Pemerintah Indonesia melalui Kementerian Perdagangan (Kemendag) terus berupaya memperkuat penetrasi produk lokal di pasar Timur Tengah. Melalui Atase Perdagangan (Atdag) RI di Riyadh, pemerintah memfasilitasi serangkaian agenda promosi dagang intensif di Arab Saudi, termasuk penjajakan kerja sama bisnis (business matching) dan presentasi bisnis (pitching) sepanjang tanggal 1 hingga 19 Juli 2026.

Direktur Jenderal Pengembangan Ekspor Nasional Kemendag, Fajarini Puntodewi, menegaskan bahwa Arab Saudi merupakan salah satu pasar prioritas yang sangat potensial untuk komoditas nonmigas Indonesia. Menurutnya, promosi saja tidak cukup sehingga Kemendag berfokus mempertemukan langsung para pelaku usaha domestik dengan pembeli potensial yang tepat agar kesepakatan dagang yang berkelanjutan dapat terwujud.
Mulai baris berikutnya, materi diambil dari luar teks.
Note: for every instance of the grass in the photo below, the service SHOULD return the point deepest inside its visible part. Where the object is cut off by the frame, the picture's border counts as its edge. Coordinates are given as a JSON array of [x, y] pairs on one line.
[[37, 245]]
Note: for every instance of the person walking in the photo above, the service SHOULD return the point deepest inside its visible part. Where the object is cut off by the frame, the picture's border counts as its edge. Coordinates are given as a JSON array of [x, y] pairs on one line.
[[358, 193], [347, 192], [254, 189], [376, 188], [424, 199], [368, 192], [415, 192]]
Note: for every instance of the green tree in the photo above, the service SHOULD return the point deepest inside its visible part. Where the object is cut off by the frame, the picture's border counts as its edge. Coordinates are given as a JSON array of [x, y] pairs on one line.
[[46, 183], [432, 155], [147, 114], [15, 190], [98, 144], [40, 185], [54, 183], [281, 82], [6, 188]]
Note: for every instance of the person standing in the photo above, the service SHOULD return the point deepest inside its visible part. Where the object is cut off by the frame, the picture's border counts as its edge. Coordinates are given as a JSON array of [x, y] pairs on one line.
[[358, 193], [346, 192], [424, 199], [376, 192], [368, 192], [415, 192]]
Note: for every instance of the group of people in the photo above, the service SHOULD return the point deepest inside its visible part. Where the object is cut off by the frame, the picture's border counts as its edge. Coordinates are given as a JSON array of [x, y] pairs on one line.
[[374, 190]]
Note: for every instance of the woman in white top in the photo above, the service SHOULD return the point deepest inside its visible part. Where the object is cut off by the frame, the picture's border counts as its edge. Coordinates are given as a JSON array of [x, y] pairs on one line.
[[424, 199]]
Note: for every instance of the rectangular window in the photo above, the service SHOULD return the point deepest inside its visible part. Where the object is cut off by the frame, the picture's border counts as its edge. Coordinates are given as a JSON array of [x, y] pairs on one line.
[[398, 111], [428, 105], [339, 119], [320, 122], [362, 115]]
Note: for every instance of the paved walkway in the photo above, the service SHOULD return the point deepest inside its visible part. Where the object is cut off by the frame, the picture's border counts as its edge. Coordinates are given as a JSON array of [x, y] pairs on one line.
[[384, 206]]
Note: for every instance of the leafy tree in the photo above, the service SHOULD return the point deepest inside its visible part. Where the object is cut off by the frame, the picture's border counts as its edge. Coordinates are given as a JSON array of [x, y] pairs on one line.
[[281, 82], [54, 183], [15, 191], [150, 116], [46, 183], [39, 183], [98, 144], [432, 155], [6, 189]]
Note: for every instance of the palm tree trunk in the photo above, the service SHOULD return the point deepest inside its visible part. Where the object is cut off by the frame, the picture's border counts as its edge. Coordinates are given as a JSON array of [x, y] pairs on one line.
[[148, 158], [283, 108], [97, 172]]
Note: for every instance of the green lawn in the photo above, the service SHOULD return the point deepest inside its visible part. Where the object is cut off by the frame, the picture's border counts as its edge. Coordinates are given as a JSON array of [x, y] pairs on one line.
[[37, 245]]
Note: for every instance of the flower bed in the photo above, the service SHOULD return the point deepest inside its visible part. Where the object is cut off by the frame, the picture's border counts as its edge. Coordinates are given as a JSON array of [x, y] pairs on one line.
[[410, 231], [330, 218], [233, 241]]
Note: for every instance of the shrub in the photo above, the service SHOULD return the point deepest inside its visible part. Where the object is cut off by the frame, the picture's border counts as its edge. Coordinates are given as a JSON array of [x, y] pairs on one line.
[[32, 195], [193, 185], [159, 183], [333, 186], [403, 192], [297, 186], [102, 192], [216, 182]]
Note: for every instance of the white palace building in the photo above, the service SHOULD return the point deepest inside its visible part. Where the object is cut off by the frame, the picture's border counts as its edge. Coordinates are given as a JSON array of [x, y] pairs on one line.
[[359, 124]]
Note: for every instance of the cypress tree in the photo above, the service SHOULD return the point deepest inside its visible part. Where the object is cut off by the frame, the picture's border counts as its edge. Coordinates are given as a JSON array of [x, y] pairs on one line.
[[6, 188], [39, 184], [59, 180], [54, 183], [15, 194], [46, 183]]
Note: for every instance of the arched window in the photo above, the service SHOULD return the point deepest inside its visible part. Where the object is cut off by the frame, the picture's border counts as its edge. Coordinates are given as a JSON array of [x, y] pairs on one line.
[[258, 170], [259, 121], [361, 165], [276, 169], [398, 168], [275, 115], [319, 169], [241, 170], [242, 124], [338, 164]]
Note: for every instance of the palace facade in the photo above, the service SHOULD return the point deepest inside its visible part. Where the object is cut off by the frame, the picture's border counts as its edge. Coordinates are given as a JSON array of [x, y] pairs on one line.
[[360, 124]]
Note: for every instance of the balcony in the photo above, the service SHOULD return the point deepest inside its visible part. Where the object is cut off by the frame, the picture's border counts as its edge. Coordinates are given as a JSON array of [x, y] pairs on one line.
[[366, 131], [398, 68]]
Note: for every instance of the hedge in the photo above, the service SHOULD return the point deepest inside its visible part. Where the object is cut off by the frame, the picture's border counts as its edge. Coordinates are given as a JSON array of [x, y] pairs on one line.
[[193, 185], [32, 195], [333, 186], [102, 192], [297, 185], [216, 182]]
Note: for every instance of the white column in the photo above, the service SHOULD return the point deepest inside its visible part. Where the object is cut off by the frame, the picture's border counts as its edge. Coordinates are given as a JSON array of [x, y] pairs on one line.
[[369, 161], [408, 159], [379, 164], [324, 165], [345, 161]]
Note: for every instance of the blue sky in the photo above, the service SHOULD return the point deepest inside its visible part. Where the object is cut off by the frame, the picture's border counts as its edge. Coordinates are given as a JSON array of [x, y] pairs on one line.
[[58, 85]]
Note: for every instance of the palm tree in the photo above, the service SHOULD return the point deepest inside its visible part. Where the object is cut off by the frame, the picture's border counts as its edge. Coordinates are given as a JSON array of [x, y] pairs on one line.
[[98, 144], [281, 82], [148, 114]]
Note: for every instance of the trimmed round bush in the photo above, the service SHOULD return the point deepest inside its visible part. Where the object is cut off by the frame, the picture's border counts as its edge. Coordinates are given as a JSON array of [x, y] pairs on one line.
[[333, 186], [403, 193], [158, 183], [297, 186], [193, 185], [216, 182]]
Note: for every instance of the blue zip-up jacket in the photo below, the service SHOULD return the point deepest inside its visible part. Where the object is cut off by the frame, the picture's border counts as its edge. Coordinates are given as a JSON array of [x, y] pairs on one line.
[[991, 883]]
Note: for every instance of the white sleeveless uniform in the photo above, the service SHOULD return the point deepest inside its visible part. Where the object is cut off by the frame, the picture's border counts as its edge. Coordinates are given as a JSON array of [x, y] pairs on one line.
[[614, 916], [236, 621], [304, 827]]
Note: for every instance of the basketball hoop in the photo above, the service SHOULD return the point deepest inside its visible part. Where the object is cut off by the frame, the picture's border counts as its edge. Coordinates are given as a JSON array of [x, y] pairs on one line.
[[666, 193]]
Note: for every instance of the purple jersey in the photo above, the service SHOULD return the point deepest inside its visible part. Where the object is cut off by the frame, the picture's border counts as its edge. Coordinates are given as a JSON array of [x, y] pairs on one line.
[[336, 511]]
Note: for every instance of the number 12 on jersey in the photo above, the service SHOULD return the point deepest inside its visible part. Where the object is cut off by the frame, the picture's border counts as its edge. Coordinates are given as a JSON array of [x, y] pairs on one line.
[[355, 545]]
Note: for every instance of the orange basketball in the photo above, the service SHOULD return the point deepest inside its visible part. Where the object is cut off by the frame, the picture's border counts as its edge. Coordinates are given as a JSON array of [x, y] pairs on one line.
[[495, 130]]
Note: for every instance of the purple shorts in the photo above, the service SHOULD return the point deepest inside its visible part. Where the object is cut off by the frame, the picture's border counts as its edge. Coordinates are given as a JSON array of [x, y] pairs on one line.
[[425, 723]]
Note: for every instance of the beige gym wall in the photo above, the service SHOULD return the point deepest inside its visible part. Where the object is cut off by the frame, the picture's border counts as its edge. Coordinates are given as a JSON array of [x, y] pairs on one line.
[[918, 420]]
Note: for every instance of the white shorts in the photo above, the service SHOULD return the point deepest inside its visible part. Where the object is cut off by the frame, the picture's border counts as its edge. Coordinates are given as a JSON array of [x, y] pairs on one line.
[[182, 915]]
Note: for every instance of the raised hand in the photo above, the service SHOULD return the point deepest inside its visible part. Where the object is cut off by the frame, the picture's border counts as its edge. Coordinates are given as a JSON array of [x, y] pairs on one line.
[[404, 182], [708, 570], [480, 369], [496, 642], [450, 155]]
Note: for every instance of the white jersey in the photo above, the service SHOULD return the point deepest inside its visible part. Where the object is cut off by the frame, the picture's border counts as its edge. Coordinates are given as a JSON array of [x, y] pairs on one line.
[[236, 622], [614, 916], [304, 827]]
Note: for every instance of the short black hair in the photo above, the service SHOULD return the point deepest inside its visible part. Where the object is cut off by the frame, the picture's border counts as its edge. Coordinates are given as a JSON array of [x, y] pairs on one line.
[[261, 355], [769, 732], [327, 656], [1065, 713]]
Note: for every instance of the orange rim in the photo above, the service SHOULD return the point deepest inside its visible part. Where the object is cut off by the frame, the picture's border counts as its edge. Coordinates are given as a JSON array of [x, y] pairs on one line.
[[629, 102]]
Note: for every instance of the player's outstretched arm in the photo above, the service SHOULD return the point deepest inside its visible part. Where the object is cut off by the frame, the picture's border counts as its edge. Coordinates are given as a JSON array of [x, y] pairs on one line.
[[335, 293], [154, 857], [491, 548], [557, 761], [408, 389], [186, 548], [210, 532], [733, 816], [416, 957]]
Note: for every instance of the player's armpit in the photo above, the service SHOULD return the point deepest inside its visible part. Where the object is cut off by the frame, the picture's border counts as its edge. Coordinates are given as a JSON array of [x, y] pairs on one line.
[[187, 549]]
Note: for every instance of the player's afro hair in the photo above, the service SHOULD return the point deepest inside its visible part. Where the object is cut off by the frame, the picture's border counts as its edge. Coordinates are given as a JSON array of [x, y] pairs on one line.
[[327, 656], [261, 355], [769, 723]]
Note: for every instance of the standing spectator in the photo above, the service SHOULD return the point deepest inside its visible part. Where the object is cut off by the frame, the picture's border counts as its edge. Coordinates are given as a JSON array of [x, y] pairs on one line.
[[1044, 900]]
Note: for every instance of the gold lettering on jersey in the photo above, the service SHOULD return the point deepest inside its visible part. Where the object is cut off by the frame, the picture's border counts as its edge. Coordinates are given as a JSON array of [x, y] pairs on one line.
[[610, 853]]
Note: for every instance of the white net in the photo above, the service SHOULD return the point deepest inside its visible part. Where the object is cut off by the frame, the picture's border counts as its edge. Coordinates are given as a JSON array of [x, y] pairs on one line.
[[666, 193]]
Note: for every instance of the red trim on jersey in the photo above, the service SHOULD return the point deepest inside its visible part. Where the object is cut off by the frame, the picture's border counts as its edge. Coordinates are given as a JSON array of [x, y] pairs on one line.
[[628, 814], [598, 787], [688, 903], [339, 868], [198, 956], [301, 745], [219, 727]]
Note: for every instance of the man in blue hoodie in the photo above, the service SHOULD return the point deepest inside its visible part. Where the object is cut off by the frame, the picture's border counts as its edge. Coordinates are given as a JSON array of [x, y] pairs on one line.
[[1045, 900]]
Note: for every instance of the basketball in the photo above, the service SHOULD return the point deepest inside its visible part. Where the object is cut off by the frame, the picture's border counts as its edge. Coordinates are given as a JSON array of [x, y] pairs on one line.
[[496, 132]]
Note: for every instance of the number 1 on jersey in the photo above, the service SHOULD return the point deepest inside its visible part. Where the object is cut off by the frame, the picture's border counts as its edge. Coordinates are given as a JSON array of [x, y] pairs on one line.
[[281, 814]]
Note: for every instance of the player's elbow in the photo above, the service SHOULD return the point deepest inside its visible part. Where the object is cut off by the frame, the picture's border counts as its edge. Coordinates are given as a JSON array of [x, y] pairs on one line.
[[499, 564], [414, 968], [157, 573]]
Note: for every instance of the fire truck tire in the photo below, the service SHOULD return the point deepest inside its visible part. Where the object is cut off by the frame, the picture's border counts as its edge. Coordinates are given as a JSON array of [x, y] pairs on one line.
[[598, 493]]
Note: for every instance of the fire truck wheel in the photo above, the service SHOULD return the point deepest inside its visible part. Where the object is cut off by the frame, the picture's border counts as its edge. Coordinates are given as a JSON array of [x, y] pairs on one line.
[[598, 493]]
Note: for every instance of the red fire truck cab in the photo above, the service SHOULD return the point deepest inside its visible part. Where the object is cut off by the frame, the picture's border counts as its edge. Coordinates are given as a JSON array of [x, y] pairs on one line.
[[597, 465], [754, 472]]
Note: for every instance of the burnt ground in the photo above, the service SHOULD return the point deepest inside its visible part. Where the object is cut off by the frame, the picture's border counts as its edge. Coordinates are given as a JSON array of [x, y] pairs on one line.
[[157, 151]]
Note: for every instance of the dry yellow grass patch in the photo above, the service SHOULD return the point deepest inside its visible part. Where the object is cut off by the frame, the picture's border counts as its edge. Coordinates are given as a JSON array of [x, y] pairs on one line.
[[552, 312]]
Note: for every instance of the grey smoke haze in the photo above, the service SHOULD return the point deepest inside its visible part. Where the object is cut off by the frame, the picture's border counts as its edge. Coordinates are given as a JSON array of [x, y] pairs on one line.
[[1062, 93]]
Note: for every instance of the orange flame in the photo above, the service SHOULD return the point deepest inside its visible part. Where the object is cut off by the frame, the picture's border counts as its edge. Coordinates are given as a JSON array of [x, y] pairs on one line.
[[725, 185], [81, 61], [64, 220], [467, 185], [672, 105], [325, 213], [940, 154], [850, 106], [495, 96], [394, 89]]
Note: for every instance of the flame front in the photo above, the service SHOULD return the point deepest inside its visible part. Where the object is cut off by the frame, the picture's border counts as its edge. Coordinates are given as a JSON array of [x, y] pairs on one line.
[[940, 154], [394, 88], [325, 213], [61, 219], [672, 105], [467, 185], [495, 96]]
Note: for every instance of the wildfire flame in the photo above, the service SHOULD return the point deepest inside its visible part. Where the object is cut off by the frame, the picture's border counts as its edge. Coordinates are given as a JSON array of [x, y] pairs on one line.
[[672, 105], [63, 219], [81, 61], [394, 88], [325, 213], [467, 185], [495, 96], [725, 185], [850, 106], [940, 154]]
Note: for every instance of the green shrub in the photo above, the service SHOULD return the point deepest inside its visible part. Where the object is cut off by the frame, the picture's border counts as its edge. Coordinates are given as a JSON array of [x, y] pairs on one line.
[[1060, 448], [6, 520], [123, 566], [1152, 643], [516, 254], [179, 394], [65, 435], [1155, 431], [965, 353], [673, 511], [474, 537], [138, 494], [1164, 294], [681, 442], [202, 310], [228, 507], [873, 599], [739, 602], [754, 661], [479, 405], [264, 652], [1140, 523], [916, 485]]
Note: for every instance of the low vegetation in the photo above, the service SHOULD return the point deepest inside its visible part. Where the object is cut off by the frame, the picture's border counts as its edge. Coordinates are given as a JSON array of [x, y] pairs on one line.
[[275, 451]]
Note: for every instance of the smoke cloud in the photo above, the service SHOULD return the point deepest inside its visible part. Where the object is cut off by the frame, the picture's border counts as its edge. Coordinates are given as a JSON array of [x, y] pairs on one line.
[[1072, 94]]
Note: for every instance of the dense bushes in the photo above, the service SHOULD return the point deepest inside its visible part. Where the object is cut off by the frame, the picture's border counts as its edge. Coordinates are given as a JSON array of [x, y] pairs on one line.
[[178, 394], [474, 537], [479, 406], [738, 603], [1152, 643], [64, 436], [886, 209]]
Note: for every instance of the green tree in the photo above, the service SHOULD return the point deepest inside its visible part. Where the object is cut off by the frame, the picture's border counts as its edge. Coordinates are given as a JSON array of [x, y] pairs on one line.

Sejalan dengan hal tersebut, Atase Perdagangan RI Riyadh, Zulvri Yenni, menjelaskan bahwa strategi penetrasi ini dirancang berbasis kebutuhan pasar Arab Saudi. Pihaknya berkomitmen untuk terus mengawal setiap proses interaksi bisnis ini hingga menghasilkan transaksi riil yang memberikan dampak ekonomi positif bagi para pelaku usaha nasional.

Dalam kegiatan presentasi bisnis, sejumlah korporasi Indonesia memamerkan keunggulannya. Di antaranya adalah PT Fin Komodo Technologi yang menawarkan kendaraan segala medan (UTV), PT Trisula Textile Industry di sektor garmen, serta PT Chitos yang menyasar pasar furnitur. Ketiga perusahaan tersebut saat ini tengah aktif menjajaki peluang kerja sama dengan para mitra di Arab Saudi.

Sementara itu, forum penjajakan bisnis berhasil mempertemukan PT Aroma Kopikrim Indonesia (ARKOF) dengan Atayib Alghectan Factory for Packing untuk komoditas kopi dengan potensi transaksi mencapai USD 67.791. Selain itu, kerja sama juga dijajaki oleh PT Wahana Prima Sejati untuk produk minyak nabati, serta PT Anugrah Laut Indonesia yang membidik sektor makanan laut bersama mitra lokal setempat.